I can’t believe it’s November.  I ran a 10K here in Hattiesburg this morning, and the cool weather was perfect for racing.  I was inspired to make this vegetarian chili, our winter staple, to warm me up – and provide plenty of leftovers for weekday meals.

I’ve been making variations of this vegetarian chili for two years now; I started with this recipe and have been playing with ingredients and seasonings.  (The original recipe is a great place to start for proportions.) NB: this recipe makes enough soup to feed a small army – or a supper club, or a group of friends.  It’s been a big hit with the latter two.

Lately, we've been trying to buy less canned food and have been soaking our own beans, so this was the first time I've made the chili without relying on the admittedly less responsible canned versions.

I start by sautéing the minced garlic (I used four cloves) in olive oil, then I add in the onion.

Then I add in the chopped veggies (I use tomatillos and green onions instead of the canned green chile peppers called for in the recipe), bay leaves, oregano, cumin, and salt.

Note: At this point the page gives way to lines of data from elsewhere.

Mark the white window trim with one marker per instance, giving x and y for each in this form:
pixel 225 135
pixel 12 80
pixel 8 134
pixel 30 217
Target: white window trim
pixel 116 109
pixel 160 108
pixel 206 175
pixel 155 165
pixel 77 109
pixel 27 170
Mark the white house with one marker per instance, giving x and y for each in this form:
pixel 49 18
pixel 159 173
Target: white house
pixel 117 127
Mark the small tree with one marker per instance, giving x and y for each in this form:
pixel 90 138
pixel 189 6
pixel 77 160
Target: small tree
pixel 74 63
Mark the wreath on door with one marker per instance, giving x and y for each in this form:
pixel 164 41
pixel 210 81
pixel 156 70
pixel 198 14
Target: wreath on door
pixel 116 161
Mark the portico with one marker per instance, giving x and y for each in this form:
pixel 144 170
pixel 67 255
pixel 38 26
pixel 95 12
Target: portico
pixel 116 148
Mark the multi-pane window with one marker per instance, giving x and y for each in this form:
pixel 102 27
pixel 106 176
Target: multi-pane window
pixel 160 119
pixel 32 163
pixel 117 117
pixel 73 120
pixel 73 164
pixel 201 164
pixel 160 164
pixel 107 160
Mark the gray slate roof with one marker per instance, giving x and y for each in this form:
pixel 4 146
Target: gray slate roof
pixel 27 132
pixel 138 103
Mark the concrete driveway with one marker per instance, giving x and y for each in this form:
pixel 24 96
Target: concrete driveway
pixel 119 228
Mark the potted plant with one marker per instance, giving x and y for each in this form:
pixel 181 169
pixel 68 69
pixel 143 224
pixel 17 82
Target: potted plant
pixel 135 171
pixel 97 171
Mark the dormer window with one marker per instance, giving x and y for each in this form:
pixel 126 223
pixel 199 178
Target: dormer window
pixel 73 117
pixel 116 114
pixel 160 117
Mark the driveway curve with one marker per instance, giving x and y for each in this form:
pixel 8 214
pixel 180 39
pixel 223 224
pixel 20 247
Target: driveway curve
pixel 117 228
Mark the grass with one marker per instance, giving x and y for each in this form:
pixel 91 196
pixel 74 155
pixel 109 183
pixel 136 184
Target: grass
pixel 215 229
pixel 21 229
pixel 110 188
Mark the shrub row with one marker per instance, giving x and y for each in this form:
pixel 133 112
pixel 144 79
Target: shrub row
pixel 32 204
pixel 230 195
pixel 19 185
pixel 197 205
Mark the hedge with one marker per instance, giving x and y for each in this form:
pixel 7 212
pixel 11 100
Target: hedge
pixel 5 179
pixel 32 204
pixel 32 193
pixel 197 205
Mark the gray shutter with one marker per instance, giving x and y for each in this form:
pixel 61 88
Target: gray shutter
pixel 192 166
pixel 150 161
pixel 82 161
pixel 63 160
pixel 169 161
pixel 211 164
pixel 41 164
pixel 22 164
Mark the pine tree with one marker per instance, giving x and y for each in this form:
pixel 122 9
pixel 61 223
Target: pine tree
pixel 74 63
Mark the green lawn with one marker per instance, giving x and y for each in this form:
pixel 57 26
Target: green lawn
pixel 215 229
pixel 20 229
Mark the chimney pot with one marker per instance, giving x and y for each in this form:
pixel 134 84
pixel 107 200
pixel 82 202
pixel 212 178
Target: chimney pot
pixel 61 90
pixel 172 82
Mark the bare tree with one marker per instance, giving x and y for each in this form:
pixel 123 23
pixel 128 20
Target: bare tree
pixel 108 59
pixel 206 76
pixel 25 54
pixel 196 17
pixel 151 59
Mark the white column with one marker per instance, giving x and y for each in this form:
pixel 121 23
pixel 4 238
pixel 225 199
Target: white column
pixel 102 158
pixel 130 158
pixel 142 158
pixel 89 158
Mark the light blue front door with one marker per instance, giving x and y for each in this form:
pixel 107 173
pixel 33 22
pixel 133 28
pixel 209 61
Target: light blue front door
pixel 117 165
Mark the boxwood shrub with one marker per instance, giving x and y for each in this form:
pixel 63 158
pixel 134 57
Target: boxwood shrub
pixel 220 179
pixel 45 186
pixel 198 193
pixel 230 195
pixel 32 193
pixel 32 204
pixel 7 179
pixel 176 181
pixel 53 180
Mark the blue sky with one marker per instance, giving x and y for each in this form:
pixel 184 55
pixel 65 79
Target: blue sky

While the veggies are simmering, I crush the tomatoes. We do use canned whole, peeled tomatoes; we just make sure there are no preservatives.

Next, I mix in in the crushed tomatoes, chili powder, and black pepper.

Great northern beans, red kidney beans, and black beans add protein and texture to this dish (and I use extra beans instead of the veggie burger crumbles called for in the recipe). We soaked and cooked them beforehand.

Finally, I stir in the beans, bring to a boil, then cover and simmer for about 45 minutes.

Meanwhile, I prepare brown rice in my handy rice cooker.

And then it's time to eat. Plus, the house smells amazing.